Wie Ihr ja sicher mitbekommen habt, tritt nächste Woche die Europäische Datenschutzgrundverordnung (DSGVO) in Kraft.
Man kann von Ihr halten, was man will, entziehen kann man sich ihr aber nicht.
Auch wir müssen unsere Webseiten an die neue Rechtslage anpassen. Ein erster Schritt ist die Überarbeitung des Forums.

Wir haben die Chance genutzt und gleich unsere Forensoftware zukunftsfähig gemacht. Wir hoffen, dass Euch das neue Layout gefällt. Für Euch merklich: Ihr könnt das Forum jetzt auch optimal mit diversen Mobilgeräten nutzen. Das Layout passt sich automatisch an die Bildschirmgröße an.

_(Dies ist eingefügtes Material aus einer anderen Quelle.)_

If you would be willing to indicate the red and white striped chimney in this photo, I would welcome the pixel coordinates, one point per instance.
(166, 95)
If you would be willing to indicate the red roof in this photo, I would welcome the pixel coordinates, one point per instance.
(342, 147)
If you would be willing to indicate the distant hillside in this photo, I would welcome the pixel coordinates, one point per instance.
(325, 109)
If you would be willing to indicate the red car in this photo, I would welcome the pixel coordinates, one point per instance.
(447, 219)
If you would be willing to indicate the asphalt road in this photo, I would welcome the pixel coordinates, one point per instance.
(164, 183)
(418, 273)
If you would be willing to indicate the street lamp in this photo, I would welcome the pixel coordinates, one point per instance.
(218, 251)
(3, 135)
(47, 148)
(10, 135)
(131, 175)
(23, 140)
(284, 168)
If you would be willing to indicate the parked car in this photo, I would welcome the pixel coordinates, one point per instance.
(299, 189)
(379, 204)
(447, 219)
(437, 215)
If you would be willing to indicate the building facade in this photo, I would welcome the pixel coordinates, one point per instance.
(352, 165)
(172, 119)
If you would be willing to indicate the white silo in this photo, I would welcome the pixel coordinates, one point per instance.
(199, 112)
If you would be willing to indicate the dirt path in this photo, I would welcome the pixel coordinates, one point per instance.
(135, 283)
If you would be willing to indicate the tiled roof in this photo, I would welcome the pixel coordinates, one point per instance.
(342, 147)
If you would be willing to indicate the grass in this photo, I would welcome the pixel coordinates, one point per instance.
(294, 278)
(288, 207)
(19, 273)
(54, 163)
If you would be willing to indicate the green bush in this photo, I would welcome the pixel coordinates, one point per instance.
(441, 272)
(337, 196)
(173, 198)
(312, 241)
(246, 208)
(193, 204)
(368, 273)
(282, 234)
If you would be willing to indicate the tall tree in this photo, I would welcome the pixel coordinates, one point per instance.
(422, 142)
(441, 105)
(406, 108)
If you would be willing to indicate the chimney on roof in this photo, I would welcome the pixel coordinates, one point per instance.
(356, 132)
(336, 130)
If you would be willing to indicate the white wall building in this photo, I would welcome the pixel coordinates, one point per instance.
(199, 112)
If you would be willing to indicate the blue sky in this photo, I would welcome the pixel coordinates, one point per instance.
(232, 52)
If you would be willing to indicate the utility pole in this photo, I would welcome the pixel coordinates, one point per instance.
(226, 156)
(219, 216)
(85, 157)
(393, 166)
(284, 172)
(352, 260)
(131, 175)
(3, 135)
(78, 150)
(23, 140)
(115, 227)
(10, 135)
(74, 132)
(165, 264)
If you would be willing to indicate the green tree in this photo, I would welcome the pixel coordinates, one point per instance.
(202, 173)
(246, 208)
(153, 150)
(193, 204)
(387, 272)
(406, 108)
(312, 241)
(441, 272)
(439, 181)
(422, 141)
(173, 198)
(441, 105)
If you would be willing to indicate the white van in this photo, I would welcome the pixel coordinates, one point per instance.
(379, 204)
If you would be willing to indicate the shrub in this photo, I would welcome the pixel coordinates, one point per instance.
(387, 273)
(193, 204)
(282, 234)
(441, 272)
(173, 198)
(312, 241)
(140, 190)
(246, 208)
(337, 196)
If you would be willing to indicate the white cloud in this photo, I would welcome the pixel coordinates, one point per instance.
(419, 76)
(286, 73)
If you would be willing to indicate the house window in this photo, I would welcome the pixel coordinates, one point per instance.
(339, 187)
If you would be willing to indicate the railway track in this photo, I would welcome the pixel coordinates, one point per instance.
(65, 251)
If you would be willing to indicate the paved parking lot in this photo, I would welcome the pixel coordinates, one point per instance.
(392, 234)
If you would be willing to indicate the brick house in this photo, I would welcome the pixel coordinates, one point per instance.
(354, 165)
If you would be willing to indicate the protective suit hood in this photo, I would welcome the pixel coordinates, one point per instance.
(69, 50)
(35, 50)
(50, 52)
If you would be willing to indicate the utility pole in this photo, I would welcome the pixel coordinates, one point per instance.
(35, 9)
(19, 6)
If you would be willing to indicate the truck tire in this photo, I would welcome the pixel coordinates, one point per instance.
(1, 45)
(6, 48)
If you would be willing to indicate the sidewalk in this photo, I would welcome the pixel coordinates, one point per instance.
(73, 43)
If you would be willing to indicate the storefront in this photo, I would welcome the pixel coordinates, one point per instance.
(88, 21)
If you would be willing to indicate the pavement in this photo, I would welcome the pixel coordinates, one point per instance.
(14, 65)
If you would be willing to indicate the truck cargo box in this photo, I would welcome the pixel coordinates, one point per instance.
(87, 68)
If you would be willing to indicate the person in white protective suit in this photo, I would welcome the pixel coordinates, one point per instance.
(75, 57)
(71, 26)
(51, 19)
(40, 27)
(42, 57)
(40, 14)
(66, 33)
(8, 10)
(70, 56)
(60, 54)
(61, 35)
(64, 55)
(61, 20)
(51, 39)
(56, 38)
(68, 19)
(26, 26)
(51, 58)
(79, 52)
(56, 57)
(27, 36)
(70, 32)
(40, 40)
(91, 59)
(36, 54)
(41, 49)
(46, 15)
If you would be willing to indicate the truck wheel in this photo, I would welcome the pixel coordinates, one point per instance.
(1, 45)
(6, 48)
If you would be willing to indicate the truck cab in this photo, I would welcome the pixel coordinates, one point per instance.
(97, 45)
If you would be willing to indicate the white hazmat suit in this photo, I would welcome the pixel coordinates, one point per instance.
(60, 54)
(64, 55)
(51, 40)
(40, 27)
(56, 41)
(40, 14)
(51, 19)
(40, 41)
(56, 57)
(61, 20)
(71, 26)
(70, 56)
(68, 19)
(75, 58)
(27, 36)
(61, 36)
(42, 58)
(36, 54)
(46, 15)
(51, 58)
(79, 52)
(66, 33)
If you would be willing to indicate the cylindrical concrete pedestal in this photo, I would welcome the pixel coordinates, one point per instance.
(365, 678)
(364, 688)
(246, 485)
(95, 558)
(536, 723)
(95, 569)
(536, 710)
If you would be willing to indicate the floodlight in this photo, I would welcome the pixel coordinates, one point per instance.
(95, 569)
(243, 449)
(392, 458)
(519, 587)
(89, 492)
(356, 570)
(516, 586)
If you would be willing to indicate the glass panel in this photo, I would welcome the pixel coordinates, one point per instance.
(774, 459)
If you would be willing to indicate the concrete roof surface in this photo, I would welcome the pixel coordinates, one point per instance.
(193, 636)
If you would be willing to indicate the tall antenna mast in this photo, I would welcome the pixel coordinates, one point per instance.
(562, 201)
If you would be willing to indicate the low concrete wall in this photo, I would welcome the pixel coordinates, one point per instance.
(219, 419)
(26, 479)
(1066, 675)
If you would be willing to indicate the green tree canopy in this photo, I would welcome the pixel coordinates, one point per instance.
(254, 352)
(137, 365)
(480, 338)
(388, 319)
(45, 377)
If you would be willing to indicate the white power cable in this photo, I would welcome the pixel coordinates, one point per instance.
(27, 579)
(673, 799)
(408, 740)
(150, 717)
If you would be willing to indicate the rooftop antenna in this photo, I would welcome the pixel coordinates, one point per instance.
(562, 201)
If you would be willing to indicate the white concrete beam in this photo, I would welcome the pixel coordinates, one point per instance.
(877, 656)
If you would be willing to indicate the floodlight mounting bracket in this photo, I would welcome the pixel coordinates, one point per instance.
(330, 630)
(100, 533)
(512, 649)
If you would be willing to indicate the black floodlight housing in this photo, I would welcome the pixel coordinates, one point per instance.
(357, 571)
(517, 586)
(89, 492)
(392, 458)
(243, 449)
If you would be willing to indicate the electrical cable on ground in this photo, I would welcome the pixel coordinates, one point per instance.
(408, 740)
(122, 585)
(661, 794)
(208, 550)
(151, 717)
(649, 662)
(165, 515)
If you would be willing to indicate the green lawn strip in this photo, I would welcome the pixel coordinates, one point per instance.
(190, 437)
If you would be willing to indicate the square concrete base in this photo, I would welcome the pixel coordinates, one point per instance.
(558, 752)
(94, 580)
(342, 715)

Über andere Neuerungen werden wir Euch in den nächsten Tagen informieren.


----------



## Hippo (16 Mai 2018)

Mich so zu erschrecken ...
... hier semmelt mir der Server ab, dann kacken dem örtlichen WLAN-Anbieter 2 Antennen ab und Du änderst das Outfit vom Forum ...
Ich krieg die Krise


----------



## Heiko (16 Mai 2018)

Bleib entspannt...  

Im Ernst: es gibt einige Vorteile. Man muss sich halt umgewöhnen...


----------



## Hippo (16 Mai 2018)

Denkst nur an nix böses und dann sieht hier auch alles anders aus.....
... und Du mußt Dich neu anmelden


----------



## Heiko (16 Mai 2018)

Stimmt. Alles neu macht der Mai...


----------



## Heiko (16 Mai 2018)

Falls jemand nen Fehler findet: bitte melden!


----------



## BenTigger (17 Mai 2018)

Mir gefällt das neue Design


----------



## jupp11 (17 Mai 2018)

Ist  Geschmacksache. Bin halt sehr konservativ.  Anwahl von Standard Style wird aber 
bei jedem Neuaufruf wieder auf Default Style zurückgesetzt.
red style: na ja...


----------



## jupp11 (17 Mai 2018)

Wie korrigiert man ein Posting?


----------



## Heiko (17 Mai 2018)

jupp11 schrieb:


> Ist  Geschmacksache. Bin halt sehr konservativ.  Anwahl von Standard Style wird aber
> bei jedem Neuaufruf wieder auf Default Style zurückgesetzt.
> red style: na ja...


Der Red Style ist nicht für die Nutzung gedacht. Der fliegt wieder raus.


----------



## Heiko (17 Mai 2018)

jupp11 schrieb:


> Wie korrigiert man ein Posting?


Durch Klick auf "Bearbeiten" im unteren Bereich des Postings.


----------



## BenTigger (17 Mai 2018)

Wie vorher das Bearbeiten anwählen.


----------



## jupp11 (17 Mai 2018)

Die Button Bearbeiten und Löschen gibt es bei mir nicht.


----------



## Heiko (17 Mai 2018)

Ich schaue mal ob sich da Rechteänderungen im Zuge des Updates ergeben haben.


----------



## Heiko (17 Mai 2018)

jupp11 schrieb:


> Die Button Bearbeiten und Löschen gibt es bei mir nicht.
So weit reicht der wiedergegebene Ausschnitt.